Probate case handled by an attorney in Brentwood.Almost every estate must go through probate; however, the probate process is commonly misunderstood. Whether you are currently involved in the estate planning process and looking to avoid probate as much as possible, or you were recently named as an executor and are looking for guidance, the Brentwood probate attorneys at Batson Nolan PLC are here to help. We have over a century of experience providing Brentwood families with sound, effective, and reasoned advice throughout the probate process. Contact us today.

What Is Probate?

Probate is the legal process that an estate must go through before any beneficiaries receive any estate assets. The Tennessee probate process is complex. However, at its core, it involves a few steps. First, a judge verifies a person’s death and validates their will. Next, the judge appoints an executor or personal representative to oversee the administration of the estate. The executor or personal representative has several duties. For example, they are responsible for accounting for and paying the deceased’s debts and paying any applicable taxes. They also must defend the estate against any lawsuits that may arise. Once this process is complete, the executor distributes the estate assets according to the deceased’s will.

Can You Avoid Probate?

Yes, it is possible to reduce the amount of probate assets in your estate. This is because not all assets go through the probate process. In general, individually owned assets go through probate. However, assets that are jointly owned by one or more owners do not. These assets typically automatically pass to the other living owners upon one owner’s death. For example, if you are the sole signer on a bank account, the money in that account must pass through probate. However, if you and your spouse are joint signers on an account, the account balance automatically transfers to your spouse upon your death. Other types of non-probate assets include:

  • Property held in most trusts;
  • Retirement accounts;
  • Life insurance and brokerage accounts that list someone other than the deceased’s estate as the beneficiary;
  • Bank and brokerage accounts that have Payable on Death (POD) or Transfer on Death (TOD) designations; and
  • Real property that is held in joint tenancy or as tenants by the entirety.

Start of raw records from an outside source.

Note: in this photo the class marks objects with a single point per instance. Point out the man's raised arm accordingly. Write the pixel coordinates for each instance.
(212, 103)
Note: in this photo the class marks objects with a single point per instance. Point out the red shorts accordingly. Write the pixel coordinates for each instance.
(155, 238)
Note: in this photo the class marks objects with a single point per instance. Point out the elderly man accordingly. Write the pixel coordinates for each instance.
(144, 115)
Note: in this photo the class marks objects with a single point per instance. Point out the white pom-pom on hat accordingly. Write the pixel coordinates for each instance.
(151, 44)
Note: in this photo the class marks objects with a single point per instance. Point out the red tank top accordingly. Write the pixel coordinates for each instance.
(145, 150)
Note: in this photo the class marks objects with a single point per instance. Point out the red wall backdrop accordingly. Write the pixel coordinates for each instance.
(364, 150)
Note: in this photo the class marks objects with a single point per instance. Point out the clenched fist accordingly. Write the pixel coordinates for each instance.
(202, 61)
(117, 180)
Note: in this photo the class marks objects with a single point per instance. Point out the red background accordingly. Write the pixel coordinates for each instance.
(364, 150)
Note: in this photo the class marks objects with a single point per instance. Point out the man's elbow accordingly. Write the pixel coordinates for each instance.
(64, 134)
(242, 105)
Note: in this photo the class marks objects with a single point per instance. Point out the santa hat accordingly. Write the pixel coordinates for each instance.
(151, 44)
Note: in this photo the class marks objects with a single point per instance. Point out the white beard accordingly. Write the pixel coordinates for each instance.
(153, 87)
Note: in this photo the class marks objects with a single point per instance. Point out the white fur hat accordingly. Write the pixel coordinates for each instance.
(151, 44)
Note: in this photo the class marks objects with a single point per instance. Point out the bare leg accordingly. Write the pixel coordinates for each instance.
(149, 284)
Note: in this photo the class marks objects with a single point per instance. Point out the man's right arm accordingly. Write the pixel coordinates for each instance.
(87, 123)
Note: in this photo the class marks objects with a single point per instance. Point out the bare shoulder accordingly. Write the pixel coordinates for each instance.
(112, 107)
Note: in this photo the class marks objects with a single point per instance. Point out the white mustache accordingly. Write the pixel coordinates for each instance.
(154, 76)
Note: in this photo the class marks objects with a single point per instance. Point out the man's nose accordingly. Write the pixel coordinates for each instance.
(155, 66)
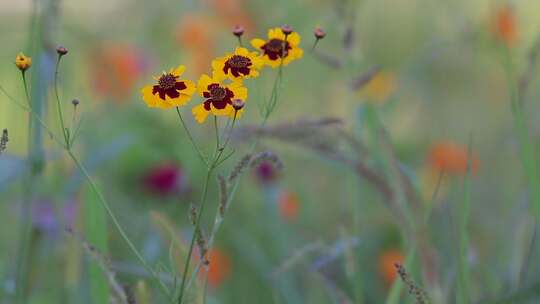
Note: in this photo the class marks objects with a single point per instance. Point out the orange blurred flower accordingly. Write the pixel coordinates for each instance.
(115, 69)
(194, 33)
(387, 270)
(451, 158)
(219, 269)
(381, 87)
(505, 25)
(289, 206)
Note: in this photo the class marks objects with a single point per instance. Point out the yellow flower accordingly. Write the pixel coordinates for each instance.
(23, 62)
(277, 46)
(170, 91)
(242, 64)
(219, 97)
(381, 87)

These are just a few types of non-probate assets; there are many others. The experienced attorneys at Batson Nolan PLC can provide you with a complete list of probate-avoidance strategies.

Why Convert Probate Assets to Non-Probate Assets?

The primary reason to convert probate assets into non-probate assets is to save loved ones the time and expense of going through the probate process. Probate is often a lengthy process and can end up eating up a significant portion of an estate’s value. This is especially the case if one or more people contest the will or engage in other probate litigation. Additionally, converting probate assets to non-probate assets may result in other benefits, depending on the situation. For example, by creating and transferring assets into an irrevocable trust, trust assets do not have to go through probate. In addition, they are not counted for estate-tax purposes (although Tennessee does have an income tax, estates are still subject to the federal estate tax). An experienced lawyer can explain how converting probate assets into non-probate assets may save your loved ones time, money, and the stress of possible litigation.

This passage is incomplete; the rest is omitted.